14:10 BAUBRANCHE

Bauwirtschaft Ostschweiz: Gestärkt aus der Krise

Geschrieben von: Stefan Breitenmoser (bre)
Teaserbild-Quelle: PD

Die Aussichten fürs Ostschweizer Baugewerbe sind rosig. Die Krise scheint überwunden zu sein, zeigt sich doch insbesondere der Wohnbau von seiner starken Seite. Der Traum vom Eigenheim kann in der Ostschweiz offenbar noch verwirklicht werden. Hingegen werden kaum Büros gebaut.

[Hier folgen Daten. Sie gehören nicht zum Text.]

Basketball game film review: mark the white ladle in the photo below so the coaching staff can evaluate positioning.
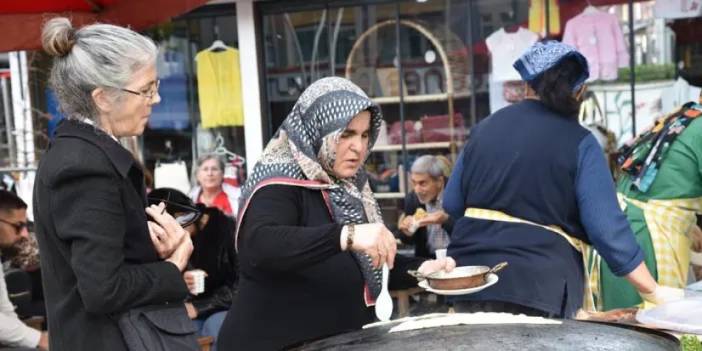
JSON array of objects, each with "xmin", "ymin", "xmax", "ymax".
[{"xmin": 375, "ymin": 263, "xmax": 393, "ymax": 322}]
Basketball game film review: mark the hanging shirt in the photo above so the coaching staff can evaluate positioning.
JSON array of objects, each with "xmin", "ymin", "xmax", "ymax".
[
  {"xmin": 528, "ymin": 0, "xmax": 561, "ymax": 37},
  {"xmin": 486, "ymin": 27, "xmax": 539, "ymax": 82},
  {"xmin": 562, "ymin": 10, "xmax": 629, "ymax": 81},
  {"xmin": 654, "ymin": 0, "xmax": 702, "ymax": 19},
  {"xmin": 195, "ymin": 47, "xmax": 244, "ymax": 128}
]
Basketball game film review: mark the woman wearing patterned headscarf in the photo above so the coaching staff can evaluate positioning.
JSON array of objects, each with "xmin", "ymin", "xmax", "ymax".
[
  {"xmin": 443, "ymin": 41, "xmax": 679, "ymax": 318},
  {"xmin": 217, "ymin": 77, "xmax": 454, "ymax": 350}
]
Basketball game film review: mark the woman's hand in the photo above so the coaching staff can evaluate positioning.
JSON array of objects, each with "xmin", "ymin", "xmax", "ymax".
[
  {"xmin": 639, "ymin": 284, "xmax": 684, "ymax": 305},
  {"xmin": 343, "ymin": 223, "xmax": 397, "ymax": 269},
  {"xmin": 146, "ymin": 203, "xmax": 188, "ymax": 259},
  {"xmin": 417, "ymin": 257, "xmax": 456, "ymax": 276},
  {"xmin": 184, "ymin": 302, "xmax": 197, "ymax": 320}
]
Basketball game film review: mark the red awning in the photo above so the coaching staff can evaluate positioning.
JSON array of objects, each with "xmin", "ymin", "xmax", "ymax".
[{"xmin": 0, "ymin": 0, "xmax": 211, "ymax": 52}]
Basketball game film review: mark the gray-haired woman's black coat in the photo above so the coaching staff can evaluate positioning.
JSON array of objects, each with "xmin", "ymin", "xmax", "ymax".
[{"xmin": 33, "ymin": 120, "xmax": 189, "ymax": 351}]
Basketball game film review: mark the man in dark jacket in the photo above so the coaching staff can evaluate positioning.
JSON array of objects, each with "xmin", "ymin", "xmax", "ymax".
[{"xmin": 398, "ymin": 155, "xmax": 454, "ymax": 258}]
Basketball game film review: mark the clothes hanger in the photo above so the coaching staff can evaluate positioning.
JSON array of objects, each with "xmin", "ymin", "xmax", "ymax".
[
  {"xmin": 583, "ymin": 0, "xmax": 599, "ymax": 15},
  {"xmin": 208, "ymin": 22, "xmax": 228, "ymax": 52},
  {"xmin": 212, "ymin": 133, "xmax": 246, "ymax": 165}
]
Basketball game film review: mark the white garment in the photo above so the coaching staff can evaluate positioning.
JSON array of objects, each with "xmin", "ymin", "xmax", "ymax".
[
  {"xmin": 488, "ymin": 77, "xmax": 509, "ymax": 113},
  {"xmin": 485, "ymin": 27, "xmax": 539, "ymax": 82},
  {"xmin": 660, "ymin": 77, "xmax": 702, "ymax": 114},
  {"xmin": 375, "ymin": 120, "xmax": 389, "ymax": 146},
  {"xmin": 15, "ymin": 172, "xmax": 35, "ymax": 222},
  {"xmin": 0, "ymin": 264, "xmax": 41, "ymax": 348},
  {"xmin": 654, "ymin": 0, "xmax": 702, "ymax": 19},
  {"xmin": 154, "ymin": 161, "xmax": 191, "ymax": 195}
]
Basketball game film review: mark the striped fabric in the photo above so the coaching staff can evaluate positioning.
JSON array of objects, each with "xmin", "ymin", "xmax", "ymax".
[{"xmin": 614, "ymin": 194, "xmax": 700, "ymax": 288}]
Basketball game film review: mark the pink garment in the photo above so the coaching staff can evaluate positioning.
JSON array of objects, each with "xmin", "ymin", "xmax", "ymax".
[{"xmin": 562, "ymin": 10, "xmax": 629, "ymax": 81}]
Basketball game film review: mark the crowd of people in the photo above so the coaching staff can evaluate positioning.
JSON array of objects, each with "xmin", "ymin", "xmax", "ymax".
[{"xmin": 0, "ymin": 15, "xmax": 701, "ymax": 351}]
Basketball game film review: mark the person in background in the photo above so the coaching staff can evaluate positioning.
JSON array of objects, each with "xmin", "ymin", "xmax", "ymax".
[
  {"xmin": 397, "ymin": 155, "xmax": 454, "ymax": 258},
  {"xmin": 148, "ymin": 188, "xmax": 237, "ymax": 350},
  {"xmin": 34, "ymin": 17, "xmax": 193, "ymax": 351},
  {"xmin": 0, "ymin": 191, "xmax": 48, "ymax": 351},
  {"xmin": 443, "ymin": 41, "xmax": 681, "ymax": 318},
  {"xmin": 189, "ymin": 154, "xmax": 241, "ymax": 217},
  {"xmin": 217, "ymin": 77, "xmax": 454, "ymax": 350},
  {"xmin": 596, "ymin": 90, "xmax": 702, "ymax": 310}
]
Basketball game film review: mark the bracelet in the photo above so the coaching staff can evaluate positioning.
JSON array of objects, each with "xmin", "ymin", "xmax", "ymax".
[{"xmin": 346, "ymin": 224, "xmax": 355, "ymax": 250}]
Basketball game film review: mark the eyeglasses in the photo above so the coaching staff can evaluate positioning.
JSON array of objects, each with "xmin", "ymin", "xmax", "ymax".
[
  {"xmin": 0, "ymin": 218, "xmax": 28, "ymax": 235},
  {"xmin": 118, "ymin": 80, "xmax": 160, "ymax": 100},
  {"xmin": 147, "ymin": 195, "xmax": 202, "ymax": 228}
]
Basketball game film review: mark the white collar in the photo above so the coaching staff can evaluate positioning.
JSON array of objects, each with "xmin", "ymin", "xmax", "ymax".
[{"xmin": 81, "ymin": 118, "xmax": 119, "ymax": 142}]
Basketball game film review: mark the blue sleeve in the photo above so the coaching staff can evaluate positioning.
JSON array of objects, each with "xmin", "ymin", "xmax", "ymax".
[
  {"xmin": 443, "ymin": 149, "xmax": 466, "ymax": 220},
  {"xmin": 576, "ymin": 134, "xmax": 644, "ymax": 276}
]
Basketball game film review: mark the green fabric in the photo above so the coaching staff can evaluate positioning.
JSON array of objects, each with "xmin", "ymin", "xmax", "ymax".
[
  {"xmin": 600, "ymin": 116, "xmax": 702, "ymax": 310},
  {"xmin": 599, "ymin": 204, "xmax": 657, "ymax": 310},
  {"xmin": 617, "ymin": 116, "xmax": 702, "ymax": 201}
]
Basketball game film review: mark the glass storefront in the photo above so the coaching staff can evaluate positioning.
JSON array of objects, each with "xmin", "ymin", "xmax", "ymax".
[{"xmin": 257, "ymin": 0, "xmax": 699, "ymax": 226}]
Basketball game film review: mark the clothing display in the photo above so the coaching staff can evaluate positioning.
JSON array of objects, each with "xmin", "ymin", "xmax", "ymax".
[
  {"xmin": 528, "ymin": 0, "xmax": 561, "ymax": 37},
  {"xmin": 654, "ymin": 0, "xmax": 702, "ymax": 19},
  {"xmin": 595, "ymin": 104, "xmax": 702, "ymax": 310},
  {"xmin": 486, "ymin": 27, "xmax": 539, "ymax": 82},
  {"xmin": 149, "ymin": 48, "xmax": 190, "ymax": 130},
  {"xmin": 562, "ymin": 7, "xmax": 629, "ymax": 81},
  {"xmin": 661, "ymin": 77, "xmax": 702, "ymax": 114},
  {"xmin": 489, "ymin": 78, "xmax": 509, "ymax": 113},
  {"xmin": 154, "ymin": 161, "xmax": 190, "ymax": 195},
  {"xmin": 443, "ymin": 100, "xmax": 643, "ymax": 317},
  {"xmin": 195, "ymin": 47, "xmax": 244, "ymax": 128}
]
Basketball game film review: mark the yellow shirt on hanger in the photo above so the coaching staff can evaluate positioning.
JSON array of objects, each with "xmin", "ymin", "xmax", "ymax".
[
  {"xmin": 195, "ymin": 47, "xmax": 244, "ymax": 127},
  {"xmin": 529, "ymin": 0, "xmax": 561, "ymax": 37}
]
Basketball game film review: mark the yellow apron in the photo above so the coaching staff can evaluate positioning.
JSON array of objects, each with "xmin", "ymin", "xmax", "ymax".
[
  {"xmin": 613, "ymin": 194, "xmax": 699, "ymax": 288},
  {"xmin": 465, "ymin": 208, "xmax": 597, "ymax": 312}
]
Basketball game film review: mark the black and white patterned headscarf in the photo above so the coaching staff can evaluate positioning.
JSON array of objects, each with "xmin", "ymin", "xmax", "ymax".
[{"xmin": 237, "ymin": 77, "xmax": 384, "ymax": 304}]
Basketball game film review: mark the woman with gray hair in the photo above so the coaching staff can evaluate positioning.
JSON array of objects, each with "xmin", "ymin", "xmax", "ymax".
[
  {"xmin": 189, "ymin": 154, "xmax": 241, "ymax": 217},
  {"xmin": 34, "ymin": 18, "xmax": 194, "ymax": 351}
]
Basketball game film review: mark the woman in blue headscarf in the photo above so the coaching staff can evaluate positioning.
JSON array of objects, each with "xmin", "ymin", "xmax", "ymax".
[{"xmin": 443, "ymin": 41, "xmax": 681, "ymax": 318}]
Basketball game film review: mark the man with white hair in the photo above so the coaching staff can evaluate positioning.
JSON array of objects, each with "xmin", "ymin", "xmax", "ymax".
[{"xmin": 398, "ymin": 155, "xmax": 454, "ymax": 258}]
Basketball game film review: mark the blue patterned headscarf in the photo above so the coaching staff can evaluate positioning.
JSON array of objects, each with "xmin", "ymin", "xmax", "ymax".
[{"xmin": 513, "ymin": 40, "xmax": 589, "ymax": 92}]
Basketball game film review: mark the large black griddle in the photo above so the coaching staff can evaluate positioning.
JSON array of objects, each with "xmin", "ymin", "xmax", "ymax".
[{"xmin": 290, "ymin": 318, "xmax": 679, "ymax": 351}]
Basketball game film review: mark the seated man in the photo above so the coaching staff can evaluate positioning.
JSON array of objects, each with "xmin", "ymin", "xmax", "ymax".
[
  {"xmin": 0, "ymin": 190, "xmax": 48, "ymax": 350},
  {"xmin": 398, "ymin": 155, "xmax": 454, "ymax": 259}
]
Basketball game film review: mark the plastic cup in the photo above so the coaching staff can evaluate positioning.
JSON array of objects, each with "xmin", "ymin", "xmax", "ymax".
[
  {"xmin": 190, "ymin": 269, "xmax": 206, "ymax": 295},
  {"xmin": 435, "ymin": 249, "xmax": 447, "ymax": 260}
]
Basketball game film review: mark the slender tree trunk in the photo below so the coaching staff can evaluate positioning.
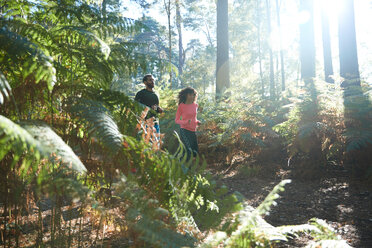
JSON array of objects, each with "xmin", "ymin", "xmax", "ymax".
[
  {"xmin": 265, "ymin": 0, "xmax": 275, "ymax": 99},
  {"xmin": 164, "ymin": 0, "xmax": 173, "ymax": 87},
  {"xmin": 216, "ymin": 0, "xmax": 230, "ymax": 100},
  {"xmin": 299, "ymin": 0, "xmax": 316, "ymax": 85},
  {"xmin": 176, "ymin": 0, "xmax": 184, "ymax": 87},
  {"xmin": 256, "ymin": 0, "xmax": 264, "ymax": 97},
  {"xmin": 320, "ymin": 4, "xmax": 334, "ymax": 83},
  {"xmin": 275, "ymin": 0, "xmax": 285, "ymax": 91},
  {"xmin": 102, "ymin": 0, "xmax": 107, "ymax": 26},
  {"xmin": 338, "ymin": 0, "xmax": 360, "ymax": 88}
]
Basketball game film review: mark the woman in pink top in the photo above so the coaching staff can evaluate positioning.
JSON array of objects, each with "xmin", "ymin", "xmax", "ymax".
[{"xmin": 175, "ymin": 87, "xmax": 201, "ymax": 160}]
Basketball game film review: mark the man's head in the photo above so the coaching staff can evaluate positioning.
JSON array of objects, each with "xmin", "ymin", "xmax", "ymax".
[{"xmin": 143, "ymin": 74, "xmax": 155, "ymax": 89}]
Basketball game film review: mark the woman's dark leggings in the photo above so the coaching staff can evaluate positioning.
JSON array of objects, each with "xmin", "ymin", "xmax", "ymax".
[{"xmin": 179, "ymin": 128, "xmax": 199, "ymax": 160}]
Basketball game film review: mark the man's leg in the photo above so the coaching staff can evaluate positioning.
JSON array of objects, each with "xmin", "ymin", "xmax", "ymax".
[{"xmin": 154, "ymin": 123, "xmax": 160, "ymax": 134}]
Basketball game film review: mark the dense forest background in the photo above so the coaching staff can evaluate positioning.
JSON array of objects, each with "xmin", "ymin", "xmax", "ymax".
[{"xmin": 1, "ymin": 0, "xmax": 372, "ymax": 247}]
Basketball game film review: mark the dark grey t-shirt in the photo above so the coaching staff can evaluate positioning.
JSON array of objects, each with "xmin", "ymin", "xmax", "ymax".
[{"xmin": 135, "ymin": 89, "xmax": 159, "ymax": 119}]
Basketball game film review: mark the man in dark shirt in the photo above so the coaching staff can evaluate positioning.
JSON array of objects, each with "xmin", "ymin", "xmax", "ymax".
[{"xmin": 135, "ymin": 74, "xmax": 163, "ymax": 133}]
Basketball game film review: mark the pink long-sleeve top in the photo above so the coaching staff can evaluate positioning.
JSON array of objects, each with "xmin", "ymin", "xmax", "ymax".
[{"xmin": 175, "ymin": 103, "xmax": 199, "ymax": 132}]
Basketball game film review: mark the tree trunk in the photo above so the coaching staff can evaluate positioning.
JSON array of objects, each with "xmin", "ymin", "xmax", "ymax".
[
  {"xmin": 321, "ymin": 4, "xmax": 334, "ymax": 83},
  {"xmin": 338, "ymin": 0, "xmax": 360, "ymax": 88},
  {"xmin": 176, "ymin": 0, "xmax": 184, "ymax": 87},
  {"xmin": 265, "ymin": 0, "xmax": 275, "ymax": 99},
  {"xmin": 275, "ymin": 0, "xmax": 285, "ymax": 91},
  {"xmin": 164, "ymin": 0, "xmax": 173, "ymax": 87},
  {"xmin": 299, "ymin": 0, "xmax": 316, "ymax": 85},
  {"xmin": 216, "ymin": 0, "xmax": 230, "ymax": 100},
  {"xmin": 102, "ymin": 0, "xmax": 107, "ymax": 26},
  {"xmin": 338, "ymin": 0, "xmax": 372, "ymax": 176},
  {"xmin": 256, "ymin": 0, "xmax": 264, "ymax": 97}
]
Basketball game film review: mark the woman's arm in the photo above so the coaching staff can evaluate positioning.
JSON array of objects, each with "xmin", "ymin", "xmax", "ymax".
[{"xmin": 175, "ymin": 105, "xmax": 188, "ymax": 125}]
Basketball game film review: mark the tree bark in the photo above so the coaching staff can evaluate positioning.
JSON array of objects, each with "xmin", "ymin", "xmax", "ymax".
[
  {"xmin": 164, "ymin": 0, "xmax": 173, "ymax": 87},
  {"xmin": 175, "ymin": 0, "xmax": 184, "ymax": 87},
  {"xmin": 275, "ymin": 0, "xmax": 285, "ymax": 91},
  {"xmin": 265, "ymin": 0, "xmax": 275, "ymax": 99},
  {"xmin": 338, "ymin": 0, "xmax": 372, "ymax": 175},
  {"xmin": 321, "ymin": 4, "xmax": 334, "ymax": 83},
  {"xmin": 256, "ymin": 0, "xmax": 264, "ymax": 97},
  {"xmin": 216, "ymin": 0, "xmax": 230, "ymax": 99},
  {"xmin": 338, "ymin": 0, "xmax": 360, "ymax": 87},
  {"xmin": 102, "ymin": 0, "xmax": 107, "ymax": 26},
  {"xmin": 299, "ymin": 0, "xmax": 316, "ymax": 85}
]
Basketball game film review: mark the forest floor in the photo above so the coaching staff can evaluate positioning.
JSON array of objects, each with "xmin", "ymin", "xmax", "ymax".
[{"xmin": 208, "ymin": 159, "xmax": 372, "ymax": 248}]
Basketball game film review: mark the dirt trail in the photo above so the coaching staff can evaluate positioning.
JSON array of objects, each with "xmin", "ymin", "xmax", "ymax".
[{"xmin": 212, "ymin": 165, "xmax": 372, "ymax": 247}]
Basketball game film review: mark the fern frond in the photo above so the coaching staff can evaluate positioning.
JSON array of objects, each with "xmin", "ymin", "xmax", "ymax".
[
  {"xmin": 0, "ymin": 71, "xmax": 11, "ymax": 104},
  {"xmin": 20, "ymin": 121, "xmax": 87, "ymax": 173},
  {"xmin": 114, "ymin": 178, "xmax": 196, "ymax": 248},
  {"xmin": 0, "ymin": 26, "xmax": 56, "ymax": 90},
  {"xmin": 0, "ymin": 116, "xmax": 86, "ymax": 173},
  {"xmin": 0, "ymin": 115, "xmax": 47, "ymax": 163},
  {"xmin": 255, "ymin": 179, "xmax": 291, "ymax": 216},
  {"xmin": 67, "ymin": 98, "xmax": 124, "ymax": 154},
  {"xmin": 305, "ymin": 240, "xmax": 352, "ymax": 248},
  {"xmin": 344, "ymin": 129, "xmax": 372, "ymax": 152},
  {"xmin": 55, "ymin": 26, "xmax": 111, "ymax": 59},
  {"xmin": 277, "ymin": 224, "xmax": 322, "ymax": 238},
  {"xmin": 298, "ymin": 122, "xmax": 331, "ymax": 139}
]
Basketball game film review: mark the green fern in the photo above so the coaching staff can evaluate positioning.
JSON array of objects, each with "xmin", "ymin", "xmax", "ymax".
[
  {"xmin": 200, "ymin": 180, "xmax": 292, "ymax": 248},
  {"xmin": 0, "ymin": 26, "xmax": 56, "ymax": 90},
  {"xmin": 255, "ymin": 179, "xmax": 291, "ymax": 216},
  {"xmin": 277, "ymin": 224, "xmax": 322, "ymax": 239},
  {"xmin": 305, "ymin": 240, "xmax": 352, "ymax": 248},
  {"xmin": 0, "ymin": 115, "xmax": 86, "ymax": 173},
  {"xmin": 344, "ymin": 129, "xmax": 372, "ymax": 152},
  {"xmin": 20, "ymin": 120, "xmax": 87, "ymax": 173},
  {"xmin": 113, "ymin": 177, "xmax": 196, "ymax": 248},
  {"xmin": 0, "ymin": 71, "xmax": 11, "ymax": 104},
  {"xmin": 0, "ymin": 115, "xmax": 47, "ymax": 163},
  {"xmin": 66, "ymin": 98, "xmax": 124, "ymax": 155}
]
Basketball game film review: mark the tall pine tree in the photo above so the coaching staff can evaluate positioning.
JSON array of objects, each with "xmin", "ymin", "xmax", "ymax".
[
  {"xmin": 216, "ymin": 0, "xmax": 230, "ymax": 99},
  {"xmin": 299, "ymin": 0, "xmax": 316, "ymax": 85},
  {"xmin": 320, "ymin": 4, "xmax": 334, "ymax": 83},
  {"xmin": 338, "ymin": 0, "xmax": 360, "ymax": 88}
]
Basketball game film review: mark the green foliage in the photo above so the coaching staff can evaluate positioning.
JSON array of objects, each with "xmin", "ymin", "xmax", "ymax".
[
  {"xmin": 344, "ymin": 129, "xmax": 372, "ymax": 152},
  {"xmin": 278, "ymin": 218, "xmax": 351, "ymax": 247},
  {"xmin": 67, "ymin": 98, "xmax": 124, "ymax": 155},
  {"xmin": 342, "ymin": 85, "xmax": 372, "ymax": 152},
  {"xmin": 255, "ymin": 179, "xmax": 291, "ymax": 216},
  {"xmin": 273, "ymin": 81, "xmax": 343, "ymax": 174},
  {"xmin": 195, "ymin": 88, "xmax": 279, "ymax": 165},
  {"xmin": 0, "ymin": 115, "xmax": 46, "ymax": 166},
  {"xmin": 305, "ymin": 240, "xmax": 352, "ymax": 248},
  {"xmin": 200, "ymin": 180, "xmax": 292, "ymax": 248},
  {"xmin": 21, "ymin": 120, "xmax": 87, "ymax": 173},
  {"xmin": 278, "ymin": 224, "xmax": 322, "ymax": 239},
  {"xmin": 123, "ymin": 131, "xmax": 243, "ymax": 231},
  {"xmin": 0, "ymin": 115, "xmax": 86, "ymax": 173},
  {"xmin": 0, "ymin": 26, "xmax": 56, "ymax": 90},
  {"xmin": 113, "ymin": 177, "xmax": 196, "ymax": 248},
  {"xmin": 308, "ymin": 218, "xmax": 340, "ymax": 241},
  {"xmin": 0, "ymin": 71, "xmax": 12, "ymax": 104}
]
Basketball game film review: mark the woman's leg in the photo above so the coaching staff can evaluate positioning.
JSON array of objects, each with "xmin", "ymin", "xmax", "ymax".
[
  {"xmin": 180, "ymin": 128, "xmax": 199, "ymax": 160},
  {"xmin": 188, "ymin": 131, "xmax": 199, "ymax": 157},
  {"xmin": 180, "ymin": 128, "xmax": 193, "ymax": 160}
]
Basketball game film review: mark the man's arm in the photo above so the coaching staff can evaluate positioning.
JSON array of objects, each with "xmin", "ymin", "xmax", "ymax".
[
  {"xmin": 156, "ymin": 106, "xmax": 164, "ymax": 113},
  {"xmin": 154, "ymin": 93, "xmax": 163, "ymax": 113}
]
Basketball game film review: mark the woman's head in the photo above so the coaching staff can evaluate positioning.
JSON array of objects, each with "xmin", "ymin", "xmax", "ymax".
[{"xmin": 178, "ymin": 87, "xmax": 198, "ymax": 104}]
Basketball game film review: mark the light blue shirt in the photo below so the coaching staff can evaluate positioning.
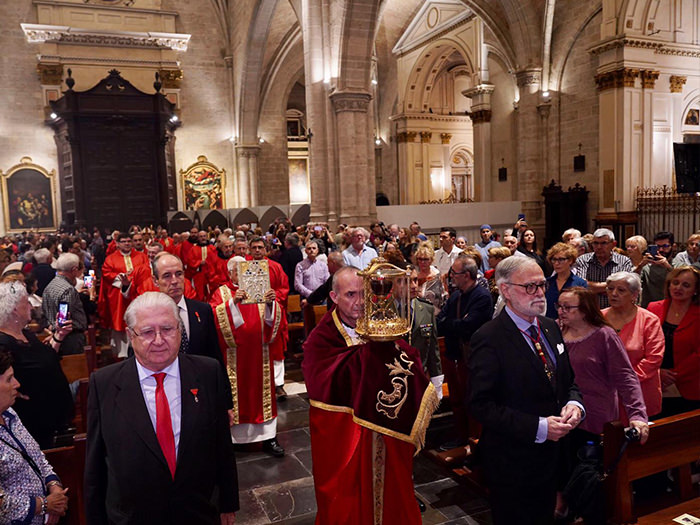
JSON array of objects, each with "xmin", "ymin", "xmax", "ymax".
[
  {"xmin": 342, "ymin": 244, "xmax": 378, "ymax": 270},
  {"xmin": 136, "ymin": 357, "xmax": 182, "ymax": 455},
  {"xmin": 504, "ymin": 306, "xmax": 584, "ymax": 443}
]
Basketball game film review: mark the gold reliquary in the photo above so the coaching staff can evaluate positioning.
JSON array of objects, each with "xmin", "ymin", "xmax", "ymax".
[{"xmin": 355, "ymin": 256, "xmax": 411, "ymax": 341}]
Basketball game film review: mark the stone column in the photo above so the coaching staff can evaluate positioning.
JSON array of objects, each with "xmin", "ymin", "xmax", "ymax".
[
  {"xmin": 441, "ymin": 133, "xmax": 452, "ymax": 200},
  {"xmin": 329, "ymin": 90, "xmax": 376, "ymax": 225},
  {"xmin": 462, "ymin": 84, "xmax": 494, "ymax": 202},
  {"xmin": 419, "ymin": 131, "xmax": 432, "ymax": 201},
  {"xmin": 235, "ymin": 145, "xmax": 260, "ymax": 207},
  {"xmin": 515, "ymin": 68, "xmax": 544, "ymax": 224}
]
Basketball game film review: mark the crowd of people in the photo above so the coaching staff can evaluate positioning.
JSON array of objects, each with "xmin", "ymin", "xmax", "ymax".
[{"xmin": 0, "ymin": 218, "xmax": 696, "ymax": 523}]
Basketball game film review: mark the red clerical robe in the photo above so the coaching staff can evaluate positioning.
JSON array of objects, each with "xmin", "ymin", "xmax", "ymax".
[
  {"xmin": 302, "ymin": 310, "xmax": 439, "ymax": 525},
  {"xmin": 209, "ymin": 284, "xmax": 282, "ymax": 425},
  {"xmin": 183, "ymin": 243, "xmax": 218, "ymax": 300},
  {"xmin": 265, "ymin": 258, "xmax": 289, "ymax": 361},
  {"xmin": 97, "ymin": 249, "xmax": 149, "ymax": 331}
]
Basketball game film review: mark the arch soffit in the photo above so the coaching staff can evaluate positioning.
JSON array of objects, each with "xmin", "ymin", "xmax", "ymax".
[
  {"xmin": 404, "ymin": 38, "xmax": 475, "ymax": 111},
  {"xmin": 551, "ymin": 5, "xmax": 602, "ymax": 93},
  {"xmin": 337, "ymin": 0, "xmax": 383, "ymax": 90},
  {"xmin": 239, "ymin": 0, "xmax": 282, "ymax": 143},
  {"xmin": 617, "ymin": 0, "xmax": 670, "ymax": 36},
  {"xmin": 455, "ymin": 0, "xmax": 517, "ymax": 69},
  {"xmin": 259, "ymin": 26, "xmax": 304, "ymax": 118},
  {"xmin": 449, "ymin": 144, "xmax": 474, "ymax": 161},
  {"xmin": 485, "ymin": 45, "xmax": 518, "ymax": 97}
]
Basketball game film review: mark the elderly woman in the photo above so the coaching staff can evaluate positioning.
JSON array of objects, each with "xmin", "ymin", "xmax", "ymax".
[
  {"xmin": 294, "ymin": 240, "xmax": 330, "ymax": 298},
  {"xmin": 545, "ymin": 242, "xmax": 587, "ymax": 319},
  {"xmin": 672, "ymin": 233, "xmax": 700, "ymax": 268},
  {"xmin": 413, "ymin": 242, "xmax": 445, "ymax": 312},
  {"xmin": 0, "ymin": 350, "xmax": 69, "ymax": 524},
  {"xmin": 625, "ymin": 235, "xmax": 648, "ymax": 274},
  {"xmin": 602, "ymin": 272, "xmax": 665, "ymax": 418},
  {"xmin": 647, "ymin": 266, "xmax": 700, "ymax": 417},
  {"xmin": 0, "ymin": 282, "xmax": 73, "ymax": 449},
  {"xmin": 485, "ymin": 246, "xmax": 510, "ymax": 305}
]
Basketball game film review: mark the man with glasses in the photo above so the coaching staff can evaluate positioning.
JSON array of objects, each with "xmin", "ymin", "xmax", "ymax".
[
  {"xmin": 640, "ymin": 231, "xmax": 675, "ymax": 307},
  {"xmin": 342, "ymin": 227, "xmax": 377, "ymax": 270},
  {"xmin": 434, "ymin": 227, "xmax": 462, "ymax": 275},
  {"xmin": 86, "ymin": 292, "xmax": 239, "ymax": 524},
  {"xmin": 572, "ymin": 228, "xmax": 632, "ymax": 308},
  {"xmin": 469, "ymin": 257, "xmax": 584, "ymax": 524},
  {"xmin": 436, "ymin": 254, "xmax": 492, "ymax": 450}
]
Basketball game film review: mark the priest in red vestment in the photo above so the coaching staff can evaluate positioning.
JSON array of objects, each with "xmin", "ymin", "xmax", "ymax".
[
  {"xmin": 209, "ymin": 256, "xmax": 286, "ymax": 457},
  {"xmin": 97, "ymin": 232, "xmax": 149, "ymax": 357},
  {"xmin": 129, "ymin": 243, "xmax": 196, "ymax": 299},
  {"xmin": 302, "ymin": 266, "xmax": 439, "ymax": 525},
  {"xmin": 249, "ymin": 237, "xmax": 289, "ymax": 398},
  {"xmin": 183, "ymin": 230, "xmax": 218, "ymax": 301}
]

Dass der Ostschweizer Hochbau mit einem blauen Auge durch die Krise gekommen ist, liess sich an dieser Stelle letztes Jahr schon konstatieren. Dieses Jahr darf man hinzufügen: «Und noch mehr als das». Denn auch wenn vielerorts damit gerechnet wurde, dass die Ausfälle aufgrund der Pandemie die Bauwirtschaft zeitverzögert treffen, so ist zumindest bis anhin wenig davon zu merken. Das liegt vor allem am Wohnbau, der mit Ausnahme des Appenzellerlandes überall zu neuen Höchstflügen ansetzt. Eigentum, sei es ein Einfamilienhaus oder eine Eigentumswohnung, ist zurzeit überall stark gefragt. Das schlägt sich auch auf die Immobilienpreise nieder, die überdurchschnittlich gestiegen sind.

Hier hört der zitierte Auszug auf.